Boylan writes that she felt she was supposed to be a woman even as a child, but thought that everyone would reject her if she made the transition. So he lives as a man, and marries and has children. And in spite of his loving family, and his successful career, and hobbies he loves, he eventually decides that being a man isn’t something he can live with, and so makes the transition to living as a woman. And the tragedy of it is that having waited so long, his decision affects — and hurts — more people than it would have if he had done it at 25. And the blessing of it is that her wife and children and mother and colleagues and friends respond with love and acceptance. (Her sister cuts off contact.)
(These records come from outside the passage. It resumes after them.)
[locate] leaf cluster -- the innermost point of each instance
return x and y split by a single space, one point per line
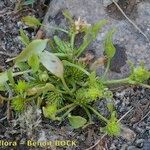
52 77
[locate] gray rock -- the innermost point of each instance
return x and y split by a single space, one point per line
139 143
132 148
135 45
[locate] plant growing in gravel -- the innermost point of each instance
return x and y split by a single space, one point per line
51 74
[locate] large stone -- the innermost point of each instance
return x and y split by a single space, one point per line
127 38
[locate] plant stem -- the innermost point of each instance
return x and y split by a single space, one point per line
144 85
65 85
66 107
88 113
67 112
67 63
72 40
107 69
98 114
119 81
20 73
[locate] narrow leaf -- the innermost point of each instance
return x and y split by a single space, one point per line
36 47
31 21
52 63
77 121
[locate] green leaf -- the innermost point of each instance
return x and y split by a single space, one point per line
3 78
24 38
34 62
50 111
52 63
31 21
113 127
35 47
10 77
77 121
91 35
110 50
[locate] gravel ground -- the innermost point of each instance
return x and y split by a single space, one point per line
31 125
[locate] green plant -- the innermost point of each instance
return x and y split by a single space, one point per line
58 82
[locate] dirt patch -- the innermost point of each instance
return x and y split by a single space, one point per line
128 6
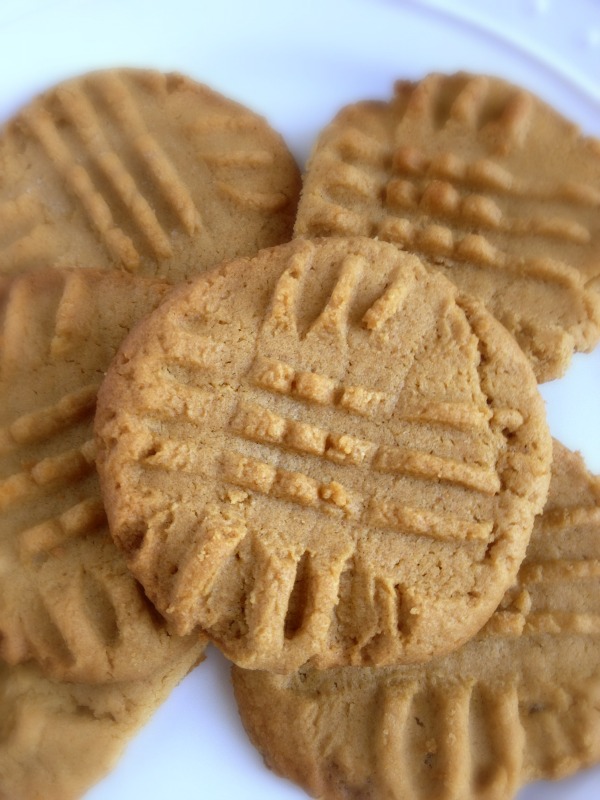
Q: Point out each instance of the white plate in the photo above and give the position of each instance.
(297, 64)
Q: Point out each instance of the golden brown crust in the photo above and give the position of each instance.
(67, 599)
(323, 455)
(486, 181)
(516, 704)
(58, 739)
(141, 171)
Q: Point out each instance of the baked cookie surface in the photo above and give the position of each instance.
(516, 704)
(493, 186)
(142, 171)
(67, 599)
(58, 739)
(323, 455)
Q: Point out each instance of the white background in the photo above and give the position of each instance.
(298, 64)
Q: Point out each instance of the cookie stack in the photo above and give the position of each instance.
(326, 454)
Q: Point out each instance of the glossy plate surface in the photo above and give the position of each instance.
(298, 64)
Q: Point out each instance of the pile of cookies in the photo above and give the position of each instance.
(299, 420)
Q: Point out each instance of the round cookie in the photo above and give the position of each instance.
(142, 171)
(489, 183)
(67, 599)
(517, 704)
(58, 739)
(323, 455)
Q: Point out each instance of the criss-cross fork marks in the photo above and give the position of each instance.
(523, 615)
(49, 421)
(441, 204)
(95, 155)
(54, 471)
(261, 425)
(425, 740)
(23, 233)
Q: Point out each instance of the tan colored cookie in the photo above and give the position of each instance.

There’s one passage from the book that struck me as the heart of the story. It’s after James (later Jenny) has visited a therapist, who tells him that he’s a transsexual and encourages him to live as a woman, noting that it will be easier as he’s young and unmarried. But that’s not what he wants:

"I wanted to learn how to accept who I wasn’t.

"What I felt was, beling a man might be the second best life I can life, but the best life I can live will mean only loss and grief. So what I wanted was to learn how to be happy with this second best life… I still believed that it was a life full of blessings. People can’t have everything they want, I thought. it is your fate to accept a life being someone other than yourself.

"I don’t think this is so crazy, even now. If I could have pulled this off, I would have."

I don’t understand how a life as rich and full of blessings as Boylan describes her life pre-transtion could be unbearable, even if it is "second best," but I’m totally convinced by her writing that she found it so, that she would not have put herself and her loved ones through the difficulty of her transition unless she found it impossible to continue otherwise. I do wonder about what would have happened to Boylan if he had been born 100 years earlier. If he lived at a time when transsexuality wasn’t generally recognized and sex change operations were an impossibility, would he have drunk himself to death while insisting that he was happy? Or would he have been happy, living his life as a man?